Years of travel had improved Shemin's endurance tenfold however this made no difference without the benefit of rest from her sojourn. She was tired and frail. Yousif had often wondered how such delicate pieces of stock could support any frame, even one so docile. Now, he saw, they could no longer do so. He snatched her waist to his body with his right arm, running all along. As he lifted her she clung to him as a daughter, frightened tears shoved into the merciful neck of her protector, the beautiful legs bent and clamped around his ribs.

Before him he could see the headlights rounding a corner some thirty yards back. Of course that was quite a jog for a young man carrying a young woman, but he knew it would be no matter for any vehicle to achieve this distance momentarily.

The light cast onto a wall to his left and crept to the right. His path tore off diagonally away from the light but he knew his chances were failing. Once more he looked to the wall, trying to see where his pursuers were. A shadow broke the beams as the brakes released a metallic yelp.

"Stupid old woman!" spat from all sides.

Of course, more patient, observant eyes might have seen through the years of travel and torment which had aged Shemin's mother so that she was little more now than a road obstacle. And, a wiser man certainly would have realized the difference between a woman wishing to hurry across the road more than her frail bones would allow and that of a woman who had finally discovered a way to enjoy the dictum of her society. She knew now that since a stupid woman was expected, even tolerated somewhat, she could likely be without blame for her fault, even if it prevented a mob from capturing its prey.

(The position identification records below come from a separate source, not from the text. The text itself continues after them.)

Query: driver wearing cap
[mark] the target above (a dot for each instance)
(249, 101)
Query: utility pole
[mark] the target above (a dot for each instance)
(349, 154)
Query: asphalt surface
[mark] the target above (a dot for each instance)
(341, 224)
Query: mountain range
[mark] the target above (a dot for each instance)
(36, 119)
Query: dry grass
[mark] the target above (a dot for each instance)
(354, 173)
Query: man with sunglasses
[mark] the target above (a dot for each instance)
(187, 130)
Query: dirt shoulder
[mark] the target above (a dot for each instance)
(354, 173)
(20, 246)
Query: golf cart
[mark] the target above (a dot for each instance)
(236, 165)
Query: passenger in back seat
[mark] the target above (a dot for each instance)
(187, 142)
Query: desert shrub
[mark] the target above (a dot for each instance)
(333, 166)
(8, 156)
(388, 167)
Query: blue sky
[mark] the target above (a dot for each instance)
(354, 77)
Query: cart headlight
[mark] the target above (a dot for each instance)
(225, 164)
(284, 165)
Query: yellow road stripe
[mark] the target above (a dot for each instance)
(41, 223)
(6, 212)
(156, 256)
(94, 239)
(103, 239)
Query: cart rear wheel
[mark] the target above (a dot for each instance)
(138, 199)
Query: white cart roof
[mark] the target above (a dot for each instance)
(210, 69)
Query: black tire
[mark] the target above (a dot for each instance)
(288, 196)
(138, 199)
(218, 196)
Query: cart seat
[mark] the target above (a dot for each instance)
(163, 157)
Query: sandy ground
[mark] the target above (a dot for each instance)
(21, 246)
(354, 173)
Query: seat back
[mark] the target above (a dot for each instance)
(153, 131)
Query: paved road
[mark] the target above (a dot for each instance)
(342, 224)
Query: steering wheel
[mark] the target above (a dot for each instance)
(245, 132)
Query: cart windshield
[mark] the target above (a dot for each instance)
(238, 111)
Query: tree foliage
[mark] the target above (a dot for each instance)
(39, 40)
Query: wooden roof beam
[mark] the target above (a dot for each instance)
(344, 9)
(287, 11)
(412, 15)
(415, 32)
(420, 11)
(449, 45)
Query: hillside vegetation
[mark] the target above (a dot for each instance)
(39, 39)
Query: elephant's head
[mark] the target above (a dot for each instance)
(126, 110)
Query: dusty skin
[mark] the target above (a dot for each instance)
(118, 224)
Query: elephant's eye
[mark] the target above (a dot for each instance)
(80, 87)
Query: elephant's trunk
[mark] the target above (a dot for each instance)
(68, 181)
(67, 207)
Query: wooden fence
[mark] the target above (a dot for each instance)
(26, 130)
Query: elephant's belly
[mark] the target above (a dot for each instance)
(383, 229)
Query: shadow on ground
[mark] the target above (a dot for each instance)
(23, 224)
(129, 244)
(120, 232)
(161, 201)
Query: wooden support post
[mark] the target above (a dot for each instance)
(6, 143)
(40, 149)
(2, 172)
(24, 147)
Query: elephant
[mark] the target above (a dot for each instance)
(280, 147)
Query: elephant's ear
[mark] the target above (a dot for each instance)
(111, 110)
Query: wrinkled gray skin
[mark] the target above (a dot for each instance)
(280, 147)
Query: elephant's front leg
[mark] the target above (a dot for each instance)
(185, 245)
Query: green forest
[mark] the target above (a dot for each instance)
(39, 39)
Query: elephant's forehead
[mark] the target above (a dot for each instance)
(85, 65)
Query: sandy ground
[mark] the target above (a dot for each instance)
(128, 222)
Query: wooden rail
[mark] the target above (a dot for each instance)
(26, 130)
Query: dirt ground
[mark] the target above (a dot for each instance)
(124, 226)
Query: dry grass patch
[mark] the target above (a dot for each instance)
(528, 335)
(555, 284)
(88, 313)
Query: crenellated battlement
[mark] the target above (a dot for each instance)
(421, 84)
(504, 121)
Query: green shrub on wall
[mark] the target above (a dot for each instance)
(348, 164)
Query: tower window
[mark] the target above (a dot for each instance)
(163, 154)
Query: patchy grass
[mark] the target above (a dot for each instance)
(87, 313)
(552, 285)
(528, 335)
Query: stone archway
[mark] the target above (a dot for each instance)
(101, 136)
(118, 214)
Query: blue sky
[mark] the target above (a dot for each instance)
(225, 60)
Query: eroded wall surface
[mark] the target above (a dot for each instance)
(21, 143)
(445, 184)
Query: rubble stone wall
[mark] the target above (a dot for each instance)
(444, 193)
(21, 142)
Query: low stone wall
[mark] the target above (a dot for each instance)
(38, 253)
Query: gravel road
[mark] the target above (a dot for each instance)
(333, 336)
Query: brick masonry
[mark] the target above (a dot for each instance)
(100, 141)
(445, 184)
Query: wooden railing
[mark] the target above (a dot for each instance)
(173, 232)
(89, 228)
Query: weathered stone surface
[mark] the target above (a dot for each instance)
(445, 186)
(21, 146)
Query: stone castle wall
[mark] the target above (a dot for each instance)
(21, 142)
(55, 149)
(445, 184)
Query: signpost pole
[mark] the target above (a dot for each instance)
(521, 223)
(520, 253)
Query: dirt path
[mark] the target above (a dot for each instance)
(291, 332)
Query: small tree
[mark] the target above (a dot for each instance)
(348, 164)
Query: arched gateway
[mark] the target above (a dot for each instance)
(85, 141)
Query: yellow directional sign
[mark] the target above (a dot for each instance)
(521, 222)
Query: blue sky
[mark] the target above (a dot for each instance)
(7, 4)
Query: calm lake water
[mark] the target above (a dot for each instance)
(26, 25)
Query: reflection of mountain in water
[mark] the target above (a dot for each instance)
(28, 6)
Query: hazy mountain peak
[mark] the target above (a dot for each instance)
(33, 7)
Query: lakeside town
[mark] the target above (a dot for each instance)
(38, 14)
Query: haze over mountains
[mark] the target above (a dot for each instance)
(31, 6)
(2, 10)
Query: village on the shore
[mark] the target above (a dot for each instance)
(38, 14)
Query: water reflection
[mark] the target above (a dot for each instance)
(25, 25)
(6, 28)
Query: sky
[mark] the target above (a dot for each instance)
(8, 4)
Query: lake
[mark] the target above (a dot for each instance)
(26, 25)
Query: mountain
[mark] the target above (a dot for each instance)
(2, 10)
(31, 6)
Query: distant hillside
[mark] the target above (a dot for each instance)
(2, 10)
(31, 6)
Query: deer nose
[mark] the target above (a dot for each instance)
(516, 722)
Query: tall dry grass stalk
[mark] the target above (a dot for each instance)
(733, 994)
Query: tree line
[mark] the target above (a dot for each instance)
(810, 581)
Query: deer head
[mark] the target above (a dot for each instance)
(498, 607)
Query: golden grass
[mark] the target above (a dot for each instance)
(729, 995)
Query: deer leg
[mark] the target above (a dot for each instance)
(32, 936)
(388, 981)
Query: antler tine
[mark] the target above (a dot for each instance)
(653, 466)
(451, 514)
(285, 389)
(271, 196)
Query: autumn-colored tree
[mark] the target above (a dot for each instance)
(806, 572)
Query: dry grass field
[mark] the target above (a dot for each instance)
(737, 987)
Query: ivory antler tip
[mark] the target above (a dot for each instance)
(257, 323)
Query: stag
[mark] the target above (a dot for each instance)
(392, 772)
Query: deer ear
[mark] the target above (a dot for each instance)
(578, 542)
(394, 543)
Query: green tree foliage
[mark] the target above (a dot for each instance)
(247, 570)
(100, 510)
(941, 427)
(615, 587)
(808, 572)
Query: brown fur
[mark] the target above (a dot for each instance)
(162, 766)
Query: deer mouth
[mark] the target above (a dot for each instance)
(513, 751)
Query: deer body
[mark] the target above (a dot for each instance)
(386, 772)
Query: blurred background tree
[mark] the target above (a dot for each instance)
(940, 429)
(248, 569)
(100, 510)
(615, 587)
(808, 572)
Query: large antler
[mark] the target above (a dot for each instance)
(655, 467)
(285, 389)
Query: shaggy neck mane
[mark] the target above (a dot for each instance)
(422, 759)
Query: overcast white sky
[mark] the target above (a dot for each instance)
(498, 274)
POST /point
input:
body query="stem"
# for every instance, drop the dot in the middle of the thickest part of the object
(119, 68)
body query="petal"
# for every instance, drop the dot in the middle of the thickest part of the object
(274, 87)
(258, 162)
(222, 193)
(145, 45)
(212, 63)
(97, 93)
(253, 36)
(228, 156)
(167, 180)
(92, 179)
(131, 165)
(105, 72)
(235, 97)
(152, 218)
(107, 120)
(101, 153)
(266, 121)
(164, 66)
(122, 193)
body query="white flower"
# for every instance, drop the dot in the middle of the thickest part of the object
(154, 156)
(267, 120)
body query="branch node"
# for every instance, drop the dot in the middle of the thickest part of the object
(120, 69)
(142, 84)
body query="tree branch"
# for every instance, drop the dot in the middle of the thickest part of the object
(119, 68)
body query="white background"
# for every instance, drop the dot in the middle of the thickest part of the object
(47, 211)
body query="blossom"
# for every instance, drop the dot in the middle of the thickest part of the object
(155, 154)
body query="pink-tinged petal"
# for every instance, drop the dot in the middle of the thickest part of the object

"Where are we?" Shemin asked as Yousif set her down. He was taking off his shirt. She had never allowed herself to acknowledge such, but she had often imagined what this might be like to witness. In the moonlight it was nicer than she had thought it could be.

The wind picked up and her robe danced within the gusts. Yousif was now naked. He grabbed her hand and she was not afraid, though she expected to be.

"We're where they do not know we can be!" he said intently.

She looked and saw the ripples from the wind passing through the reflection of the moonlight on the water. She followed as he stepped into the pool. The engine sounds were coming again.

Her pace quickened to the water as it lifted the robe from her body until she waded completely out of the garb.

Their naked bodies stood distant from their desert world in the arms of their ocean mother Shemin had known once before. The two heads floating above came together, facing.

"Are you ready?" he asked. She removed the remaining cloths from her face. The two locked eyes. The water pushed them even closer. Yousif was weakened by the unimaginable perfection of her face. The skin was so soft looking, the nose was just as his mother's, her eyes held the moonbeams from the water.

He had waited to touch her legs for years and knew the torment that each moment held all too well. He wouldn't feel that again. So, he cupped the back of her neck gently with his left hand and pulled her silk cheek against his gritty face. He couldn't imagine how something could feel so nice. But, he was glad he wouldn't ever have to try to imagine it again. He knew now what pleasure was. He had not spoken of and attempted to define, but had experienced in every sense true beauty. Her smell was washing off and though it was created from work and toil he thought he could wear it as a perfume if he were able. The odor which he knew had come from her pain and strife, and which even she would say was unpleasant, was to him more wonderful than a bank of flowers too magnificent to name.

He breathed her in one last time and pulled her body to his. He freed her sweet cheek from his only so he could enjoy the sight of her once more.

Then without need of talk or thought, the two vanished beneath the surface of the water to be where it led them: another world where only their legs had been brave enough to have traveled, a shallow pool of water with no natural claim and no right to be, or perhaps even a secret land where disobedient children became fish and swam away from the village forever. They needed only be certain of this: it led to one another.